Le caractère autorégulateur du marché suppose pour les néoclassiques eux-mêmes des hypothèses très restrictives, celles dites de la « concurrence pure et parfaite », dont tu peux te rappeler par le biais du moyen mnémotechnique “HAMLET” :
- Homogénéité du bien : si l’on admet qu’il y a un prix sur chaque marché, il faut qu’on parle du même bien : « le » marché de l’automobile par exemple…
- Atomicité de l’offre et de la demande : les offreurs et les demandeurs doivent être nombreux et de petite taille (comme des atomes), afin qu’aucun ne puisse influencer la formation du prix
- Mobilité parfaite des facteurs de production : capital et travail doivent pouvoir circuler librement entre les marchés
- Libre-échange : tout offreur et tout demandeur doit pouvoir librement entrer sur le marché et en sortir
- Transparence : l’information doit être parfaitement accessible dans les mêmes conditions pour tous les acteurs
Les limites de la loi de l’offre et de la demande
De prime abord, on voit bien que réunir l’ensemble des conditions du modèle de la CPP est irréaliste, il s’agit pour les néoclassiques d’un idéal à atteindre : si ces conditions sont réunies, alors le marché sera équilibré… il faut donc tendre le plus possible vers leur réalisation. D’où le rôle dévolu à l’Etat : être le garant de la réalisation de ces conditions, être le « gendarme » de la concurrence ; et veiller à ce que le marché ne soit pas « entravé » par des « rigidités ». Les néoclassiques sont donc pour la plupart des libéraux sur le plan des idées. On retrouve aujourd’hui cette philosophie dans le néo-libéralisme (voir Chapitre 2). Dans les années 1930, un économiste britannique va s’opposer à ce « laisser-faire », il s’agit de Keynes.
Ainsi, la limite principale de cette loi est que celle-ci reste un modèle idéaliste, et donc irréaliste.
Pourquoi la croyance en cette loi persiste malgré son irréalisme ?

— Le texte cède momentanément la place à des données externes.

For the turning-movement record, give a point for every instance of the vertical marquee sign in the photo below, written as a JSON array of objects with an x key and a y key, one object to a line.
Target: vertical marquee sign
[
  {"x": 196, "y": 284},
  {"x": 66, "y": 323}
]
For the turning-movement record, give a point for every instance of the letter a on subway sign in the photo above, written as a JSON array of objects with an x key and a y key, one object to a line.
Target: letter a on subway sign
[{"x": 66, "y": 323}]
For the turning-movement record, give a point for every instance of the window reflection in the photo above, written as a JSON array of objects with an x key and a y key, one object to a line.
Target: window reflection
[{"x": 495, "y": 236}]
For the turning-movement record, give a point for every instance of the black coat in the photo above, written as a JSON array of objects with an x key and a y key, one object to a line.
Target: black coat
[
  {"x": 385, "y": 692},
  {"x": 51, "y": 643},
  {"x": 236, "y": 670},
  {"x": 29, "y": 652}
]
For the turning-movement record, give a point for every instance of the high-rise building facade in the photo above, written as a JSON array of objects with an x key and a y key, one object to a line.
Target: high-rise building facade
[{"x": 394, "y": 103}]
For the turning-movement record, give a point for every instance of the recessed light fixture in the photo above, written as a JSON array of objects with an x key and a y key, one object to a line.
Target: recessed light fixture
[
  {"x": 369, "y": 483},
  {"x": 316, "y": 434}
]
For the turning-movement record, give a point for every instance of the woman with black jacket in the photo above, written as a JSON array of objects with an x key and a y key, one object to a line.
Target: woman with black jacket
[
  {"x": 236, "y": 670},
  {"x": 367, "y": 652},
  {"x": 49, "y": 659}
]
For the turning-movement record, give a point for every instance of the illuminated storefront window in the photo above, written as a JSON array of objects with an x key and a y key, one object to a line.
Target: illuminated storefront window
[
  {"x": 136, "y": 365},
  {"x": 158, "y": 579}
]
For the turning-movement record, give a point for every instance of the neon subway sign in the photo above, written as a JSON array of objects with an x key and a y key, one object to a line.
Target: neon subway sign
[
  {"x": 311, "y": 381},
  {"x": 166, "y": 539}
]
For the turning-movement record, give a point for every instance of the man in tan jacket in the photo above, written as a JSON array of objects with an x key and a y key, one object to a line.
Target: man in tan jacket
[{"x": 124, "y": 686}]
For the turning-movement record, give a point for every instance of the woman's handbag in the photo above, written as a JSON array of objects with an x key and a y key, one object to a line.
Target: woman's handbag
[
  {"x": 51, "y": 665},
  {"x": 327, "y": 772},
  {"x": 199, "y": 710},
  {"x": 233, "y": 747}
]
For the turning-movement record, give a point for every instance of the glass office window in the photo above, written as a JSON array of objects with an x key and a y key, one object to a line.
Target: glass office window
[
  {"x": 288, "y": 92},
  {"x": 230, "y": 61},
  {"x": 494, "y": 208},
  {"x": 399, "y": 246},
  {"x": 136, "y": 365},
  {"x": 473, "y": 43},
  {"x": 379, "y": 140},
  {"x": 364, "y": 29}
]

Il faut bien comprendre que derrière les prix, il y a les revenus. Le coeur des problèmes que l’on connaît actuellement, c’est celui du pouvoir d’achat et des inégalités considérables que l’on observe entre les professions. Entre l’intérimaire et le footballeur du PSG, il y a des rapports salariaux de 1 à 2000. Comment justifie-t-on ces écarts effarants de revenus ? Avec la loi du marché. Telle profession, tel footballeur est très demandé ; tel autre l’est moins. Soit « ceux qui ont réussi et ceux qui ne sont rien » pour emprunter une formule du Président Emmanuel Macron.
Les bas salaires sont le produit d’un marché du travail qui organise la concurrence et hiérarchise la valeur des uns et des autres. De même, la faillite d’un petit entrepreneur sera justifiée par son incapacité à vendre ses produits au « bon » prix. La « loi de l’offre et de la demande » permet de fixer un prix, que l’on désigne comme le prix « normal », le prix du marché. Cette normalité qui émane d’un marché impersonnel et immanent sert surtout à justifier les écarts de revenus entre les personnes. Car tous les prix sont à la fois des coûts et des revenus. Il en va de même pour le salaire qui n’est que le prix du travail. Dans cette représentation, nous sommes tous acheteurs et vendeurs. Aussi, la « loi de l’offre et de la demande » ne sert pas tant à expliquer quoi que ce soit, qu’à justifier les équilibres du système économique. C’est le marché et non l’État qui décide de la distribution des revenus. Pour les néolibéraux, laisser au marché le soin de déterminer la hiérarchie économique et sociale c’est rassurant.